Global Direct Real Estate Investment Likely To Be Down By 30% In 2008
Decreased debt accessibility and investor confidence would continue for much of the first half of 2008 as the impact of the debt squeeze keeps on to flow through markets, and central bankers and financiers work to alleviate and encourage the debt markets. The circumstances are being aggravated by agitation about the global economy, especially about major economies like the US, the UK and Japan.
Jones Lang LaSalle sees several factors that will hamper volumes this year; consumers and sellers adopting ‘wait and see’ policies; prices having sharp in 2007 in a lot of major markets; a misalignment between consumers and sellers’ price prospects; decreased accessibility of debt, tougher lending decisive factor and improved debt costs; decreased enthusiasm and ability to transact large lots sizes, a narrower range of investors; and more demanding due conscientiousness which leads to longer transaction processes.
Mr Horrell notes, “Though, we do not look forward to a planned and intended withdrawal of capital from real estate in 2008, or investors to considerably adjust their shares to the asset class.
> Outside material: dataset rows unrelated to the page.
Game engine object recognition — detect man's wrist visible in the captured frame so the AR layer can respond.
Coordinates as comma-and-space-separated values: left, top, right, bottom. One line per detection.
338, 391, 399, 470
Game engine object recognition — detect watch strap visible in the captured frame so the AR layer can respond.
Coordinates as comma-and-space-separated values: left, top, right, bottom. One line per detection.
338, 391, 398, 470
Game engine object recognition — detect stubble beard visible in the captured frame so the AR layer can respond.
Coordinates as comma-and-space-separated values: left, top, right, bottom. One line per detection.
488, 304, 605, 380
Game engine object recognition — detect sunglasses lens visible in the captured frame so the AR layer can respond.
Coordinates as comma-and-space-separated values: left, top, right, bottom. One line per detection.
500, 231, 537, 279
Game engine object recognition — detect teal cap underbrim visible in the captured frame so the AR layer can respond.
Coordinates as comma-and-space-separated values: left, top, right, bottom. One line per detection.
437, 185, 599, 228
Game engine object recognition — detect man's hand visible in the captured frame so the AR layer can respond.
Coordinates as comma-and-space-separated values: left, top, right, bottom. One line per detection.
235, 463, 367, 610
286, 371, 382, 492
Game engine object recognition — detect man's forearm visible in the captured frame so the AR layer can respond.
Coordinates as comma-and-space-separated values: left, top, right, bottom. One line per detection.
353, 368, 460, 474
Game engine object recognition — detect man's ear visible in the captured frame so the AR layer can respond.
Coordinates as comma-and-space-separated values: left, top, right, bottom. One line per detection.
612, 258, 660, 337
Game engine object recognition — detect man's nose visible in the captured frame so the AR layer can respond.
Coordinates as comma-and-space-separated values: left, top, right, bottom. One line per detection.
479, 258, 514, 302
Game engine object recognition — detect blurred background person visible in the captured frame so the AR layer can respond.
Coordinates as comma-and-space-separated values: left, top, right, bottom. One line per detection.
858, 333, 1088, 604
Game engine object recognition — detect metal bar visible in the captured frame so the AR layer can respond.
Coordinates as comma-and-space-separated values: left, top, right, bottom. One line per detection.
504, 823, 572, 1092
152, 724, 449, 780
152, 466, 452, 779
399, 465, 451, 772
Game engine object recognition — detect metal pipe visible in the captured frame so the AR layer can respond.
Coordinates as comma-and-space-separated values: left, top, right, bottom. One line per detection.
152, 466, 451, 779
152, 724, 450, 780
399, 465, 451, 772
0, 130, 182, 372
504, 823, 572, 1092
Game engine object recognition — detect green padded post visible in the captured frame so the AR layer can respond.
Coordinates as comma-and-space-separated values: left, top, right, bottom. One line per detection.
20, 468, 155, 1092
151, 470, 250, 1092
Forecasts for 2008 continue to be positive and the long-term trends in real estate, like the growing reliability of real estate as an investible asset class, improving precision, urbanization, and limited supply, continue to be encouraging drivers.”
At the same time as domestic investment stayed somewhat around US$400 billion internationally in 2007, close to 2006 volumes, cross border investment raised by US$58 billion to $357 billion in 2007 and of that, inter-regional investment ended up as US$242 billion.